Does a primate city _have_ to be the capital? Auckland in New Zealand definitely dominates the country, yet is not the capital.


----------



## Manila-X (Jul 28, 2005)

jarbury said:


> Does a primate city _have_ to be the capital? Auckland in New Zealand definitely dominates the country, yet is not the capital.


With the defined term, a primate city acts as the economic, cultural, population and *political* center of a particular country. 

Yes it has to be the capital too


----------



## Küsel (Sep 16, 2004)

I think some of you people don't get really the concept of a primate city. It doesn't just mean that it's the biggest metro in the country but that it dominates practically all concerns of human life in this country, eg. finances, politics, economy, culture, sports, events, media etc. - and demography.

The most typical examples are Paris and Bangkok but also most African countries have a primate city thanks to the lack of infrastructure networks outside of it (lack of money as well). Counter-examples are Germany. The more centralist and less democratic a country the higher is the chance that it develops a primate city for the leaders want to concentrate culture and economy as well as media around them to have influence and control (Iraq, Myanmar, Central Africa).
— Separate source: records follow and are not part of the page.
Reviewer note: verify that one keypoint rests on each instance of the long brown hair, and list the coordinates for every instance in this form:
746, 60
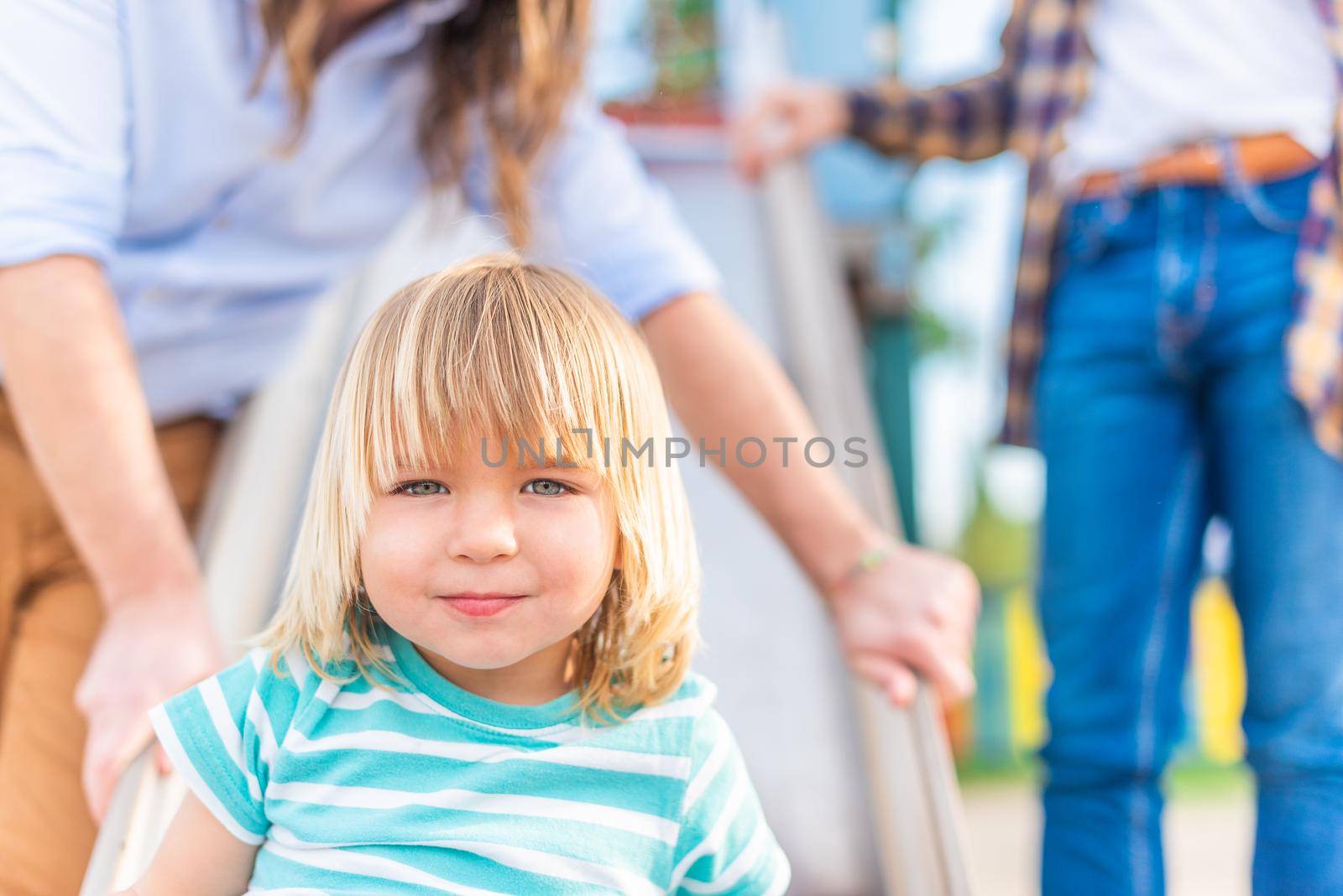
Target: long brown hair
520, 60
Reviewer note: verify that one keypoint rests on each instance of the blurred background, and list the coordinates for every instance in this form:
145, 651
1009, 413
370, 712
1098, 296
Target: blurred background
927, 257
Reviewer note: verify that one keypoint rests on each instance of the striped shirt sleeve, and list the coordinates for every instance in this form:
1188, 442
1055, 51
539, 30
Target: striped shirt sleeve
725, 846
223, 737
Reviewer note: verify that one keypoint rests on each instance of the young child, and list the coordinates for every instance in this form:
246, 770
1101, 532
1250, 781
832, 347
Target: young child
477, 680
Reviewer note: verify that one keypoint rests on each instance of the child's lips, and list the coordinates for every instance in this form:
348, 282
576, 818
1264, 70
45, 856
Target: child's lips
474, 604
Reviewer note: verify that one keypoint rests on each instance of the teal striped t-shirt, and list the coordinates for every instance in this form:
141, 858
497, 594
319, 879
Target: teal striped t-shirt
425, 788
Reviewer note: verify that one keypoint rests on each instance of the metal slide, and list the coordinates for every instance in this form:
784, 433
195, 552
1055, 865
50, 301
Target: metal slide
861, 795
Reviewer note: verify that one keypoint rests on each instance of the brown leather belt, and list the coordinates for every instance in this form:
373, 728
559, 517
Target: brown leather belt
1262, 159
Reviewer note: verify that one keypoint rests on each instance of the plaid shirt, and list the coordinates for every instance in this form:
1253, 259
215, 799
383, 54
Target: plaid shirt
1022, 107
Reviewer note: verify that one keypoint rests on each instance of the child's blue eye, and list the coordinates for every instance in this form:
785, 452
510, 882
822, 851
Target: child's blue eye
409, 488
551, 487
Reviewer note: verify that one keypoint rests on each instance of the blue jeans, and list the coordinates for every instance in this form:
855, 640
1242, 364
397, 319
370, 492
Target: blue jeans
1162, 401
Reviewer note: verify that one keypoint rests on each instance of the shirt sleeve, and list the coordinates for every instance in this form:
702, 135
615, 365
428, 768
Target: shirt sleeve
64, 128
725, 846
223, 737
597, 214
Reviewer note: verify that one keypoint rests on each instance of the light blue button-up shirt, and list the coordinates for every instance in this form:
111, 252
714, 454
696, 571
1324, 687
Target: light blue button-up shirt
127, 136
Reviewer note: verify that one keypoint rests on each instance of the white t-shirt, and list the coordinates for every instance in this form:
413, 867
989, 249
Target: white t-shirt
1174, 71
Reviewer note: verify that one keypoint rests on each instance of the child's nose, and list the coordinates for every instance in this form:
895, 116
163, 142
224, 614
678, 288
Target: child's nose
483, 531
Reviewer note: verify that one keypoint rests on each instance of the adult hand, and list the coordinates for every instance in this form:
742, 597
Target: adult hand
785, 121
913, 613
148, 651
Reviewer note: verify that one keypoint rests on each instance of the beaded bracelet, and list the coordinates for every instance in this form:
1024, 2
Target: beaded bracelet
868, 561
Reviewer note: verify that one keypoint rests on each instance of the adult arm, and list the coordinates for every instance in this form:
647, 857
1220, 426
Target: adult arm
71, 378
71, 383
967, 120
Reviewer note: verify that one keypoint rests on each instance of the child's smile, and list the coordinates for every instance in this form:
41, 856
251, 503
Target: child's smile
490, 569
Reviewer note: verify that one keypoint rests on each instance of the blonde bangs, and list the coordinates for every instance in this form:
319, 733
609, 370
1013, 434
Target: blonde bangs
544, 369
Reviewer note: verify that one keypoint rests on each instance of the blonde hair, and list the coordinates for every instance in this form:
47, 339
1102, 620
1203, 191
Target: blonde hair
520, 352
520, 60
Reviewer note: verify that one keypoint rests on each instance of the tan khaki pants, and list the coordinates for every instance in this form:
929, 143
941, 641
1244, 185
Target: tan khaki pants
49, 617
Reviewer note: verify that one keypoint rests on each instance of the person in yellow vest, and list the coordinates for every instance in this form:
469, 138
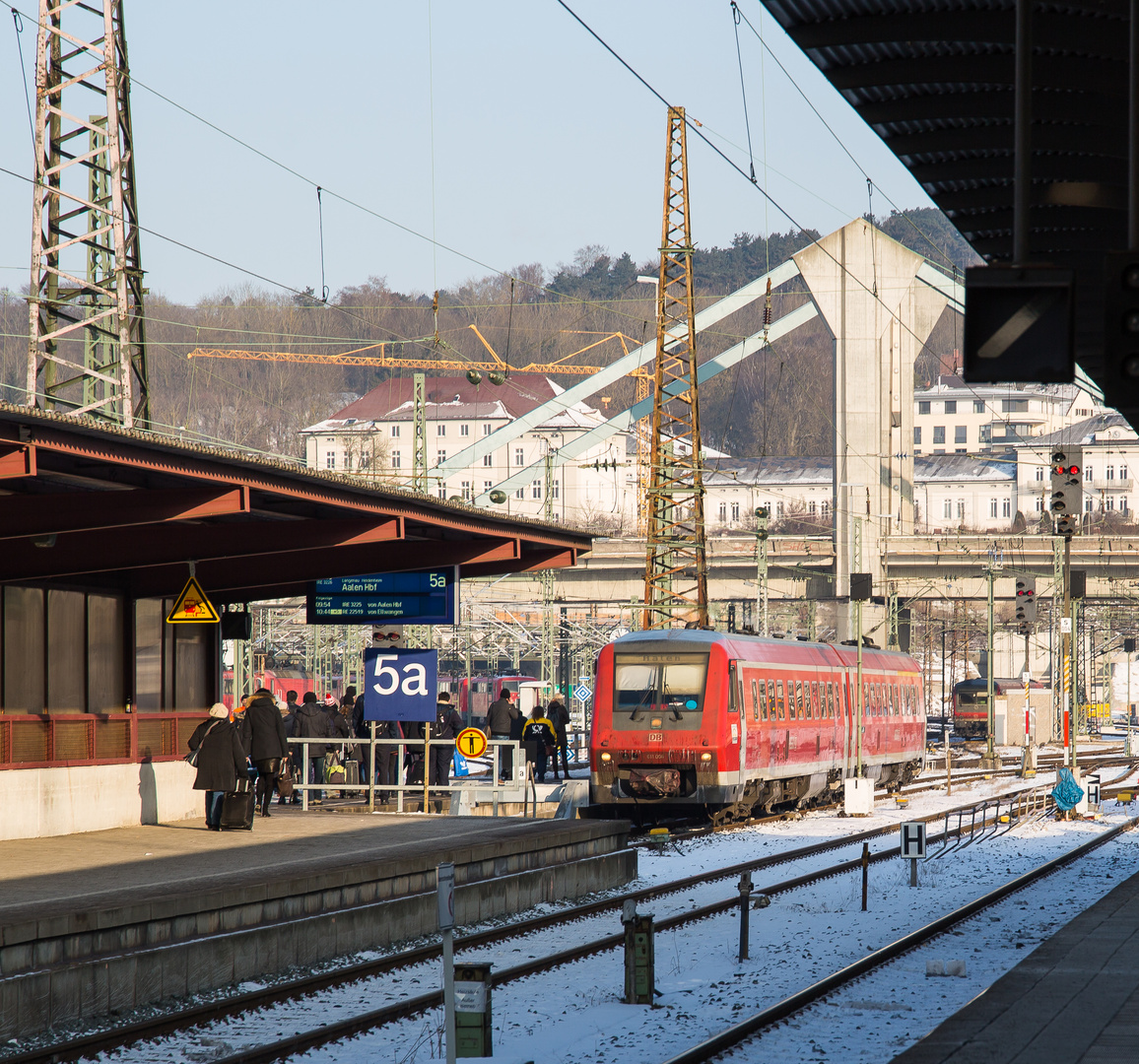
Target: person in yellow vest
540, 741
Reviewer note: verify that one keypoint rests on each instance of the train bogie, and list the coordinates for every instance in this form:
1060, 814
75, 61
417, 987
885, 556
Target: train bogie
699, 719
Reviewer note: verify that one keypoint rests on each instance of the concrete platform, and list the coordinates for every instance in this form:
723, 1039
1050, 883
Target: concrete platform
104, 922
1072, 1000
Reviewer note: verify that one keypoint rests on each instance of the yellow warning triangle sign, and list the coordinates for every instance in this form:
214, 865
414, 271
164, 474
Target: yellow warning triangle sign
192, 607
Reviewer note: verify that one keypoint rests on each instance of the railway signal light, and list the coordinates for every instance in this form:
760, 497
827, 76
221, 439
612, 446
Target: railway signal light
1067, 489
1027, 599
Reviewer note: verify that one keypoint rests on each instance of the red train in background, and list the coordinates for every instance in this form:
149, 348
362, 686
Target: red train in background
734, 723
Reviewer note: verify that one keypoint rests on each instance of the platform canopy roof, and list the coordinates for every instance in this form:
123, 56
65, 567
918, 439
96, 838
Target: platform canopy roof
97, 505
934, 80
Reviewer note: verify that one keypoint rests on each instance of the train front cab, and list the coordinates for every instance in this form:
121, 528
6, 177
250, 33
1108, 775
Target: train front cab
663, 731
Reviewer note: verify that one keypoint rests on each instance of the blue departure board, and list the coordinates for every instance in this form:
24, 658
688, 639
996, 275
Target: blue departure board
425, 596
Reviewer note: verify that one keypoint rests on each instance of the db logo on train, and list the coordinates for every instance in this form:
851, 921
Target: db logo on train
471, 742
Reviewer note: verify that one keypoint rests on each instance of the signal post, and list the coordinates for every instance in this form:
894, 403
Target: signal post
1066, 505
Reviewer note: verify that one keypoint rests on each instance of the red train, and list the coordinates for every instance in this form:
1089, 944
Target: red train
689, 719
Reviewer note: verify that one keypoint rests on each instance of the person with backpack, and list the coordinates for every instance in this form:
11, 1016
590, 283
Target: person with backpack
220, 761
447, 726
268, 744
311, 722
501, 720
540, 738
560, 716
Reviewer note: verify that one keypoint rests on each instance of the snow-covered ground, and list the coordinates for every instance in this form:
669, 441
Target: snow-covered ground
575, 1013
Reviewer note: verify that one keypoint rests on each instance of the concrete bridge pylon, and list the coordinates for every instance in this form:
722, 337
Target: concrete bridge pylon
880, 312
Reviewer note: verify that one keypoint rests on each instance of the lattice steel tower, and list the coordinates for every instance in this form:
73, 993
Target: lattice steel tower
676, 570
87, 351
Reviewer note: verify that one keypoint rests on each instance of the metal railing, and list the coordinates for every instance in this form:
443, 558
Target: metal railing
418, 794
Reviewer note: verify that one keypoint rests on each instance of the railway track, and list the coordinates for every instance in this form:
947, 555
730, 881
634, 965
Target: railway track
739, 1032
126, 1035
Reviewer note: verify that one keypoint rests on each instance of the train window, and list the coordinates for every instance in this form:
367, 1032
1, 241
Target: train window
665, 683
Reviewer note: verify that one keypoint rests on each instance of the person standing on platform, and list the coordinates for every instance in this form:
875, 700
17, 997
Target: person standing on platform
539, 736
268, 744
221, 761
447, 726
560, 716
501, 718
311, 722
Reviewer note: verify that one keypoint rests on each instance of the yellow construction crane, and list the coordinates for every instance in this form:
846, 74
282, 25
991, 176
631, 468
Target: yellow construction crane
495, 369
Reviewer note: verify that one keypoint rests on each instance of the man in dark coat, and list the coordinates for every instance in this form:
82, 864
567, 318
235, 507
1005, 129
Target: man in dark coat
268, 744
446, 728
559, 715
221, 761
311, 722
501, 720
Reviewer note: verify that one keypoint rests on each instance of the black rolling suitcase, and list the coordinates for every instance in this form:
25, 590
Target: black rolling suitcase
237, 808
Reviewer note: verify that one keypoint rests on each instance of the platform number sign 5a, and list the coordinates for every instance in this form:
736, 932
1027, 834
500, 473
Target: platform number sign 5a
912, 836
400, 685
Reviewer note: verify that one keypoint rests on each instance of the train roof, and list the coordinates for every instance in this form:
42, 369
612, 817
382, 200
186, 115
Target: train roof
764, 647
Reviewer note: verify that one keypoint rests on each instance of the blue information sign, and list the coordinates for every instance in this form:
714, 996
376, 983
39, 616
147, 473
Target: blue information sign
422, 597
400, 685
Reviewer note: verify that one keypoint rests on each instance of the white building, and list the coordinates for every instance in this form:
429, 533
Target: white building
957, 418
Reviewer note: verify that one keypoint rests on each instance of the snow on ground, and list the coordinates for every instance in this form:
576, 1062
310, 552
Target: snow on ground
574, 1013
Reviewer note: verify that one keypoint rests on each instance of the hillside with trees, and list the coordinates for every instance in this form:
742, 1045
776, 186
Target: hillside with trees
772, 403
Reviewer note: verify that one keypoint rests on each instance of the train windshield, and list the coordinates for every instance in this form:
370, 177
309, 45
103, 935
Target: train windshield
669, 685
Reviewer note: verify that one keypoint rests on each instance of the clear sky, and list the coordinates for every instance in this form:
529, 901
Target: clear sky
542, 141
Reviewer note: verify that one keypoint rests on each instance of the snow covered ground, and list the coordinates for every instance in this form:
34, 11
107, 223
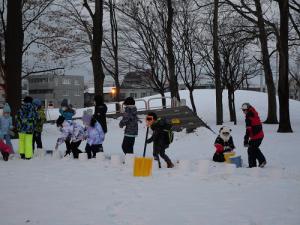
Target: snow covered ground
196, 192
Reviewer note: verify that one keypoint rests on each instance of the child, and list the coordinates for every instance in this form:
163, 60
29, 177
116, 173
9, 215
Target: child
130, 121
6, 125
37, 134
159, 138
5, 149
94, 135
71, 131
100, 112
26, 121
223, 143
66, 110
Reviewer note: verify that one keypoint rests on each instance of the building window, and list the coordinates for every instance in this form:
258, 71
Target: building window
66, 81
The optimal distribution of demography in a country is defined by the rank-order formula that says that the second metro is half the size of the first, the third metro one third etc... Switzerland or Brazil are relativelly good examples. But that's only demographics, and thus is not the only relevant factor.


----------



## Jonesy55 (Jul 30, 2004)

I thought that this thread was going to be about Gorillas and Chimpanzees building cities


----------



## Küsel (Sep 16, 2004)

Gibbons, buddy, gibbons! (Hylobates lar to specify it!) :lol:


----------



## _00_deathscar (Mar 16, 2005)

Primate city? Oh the opportunity of endless jokes...


----------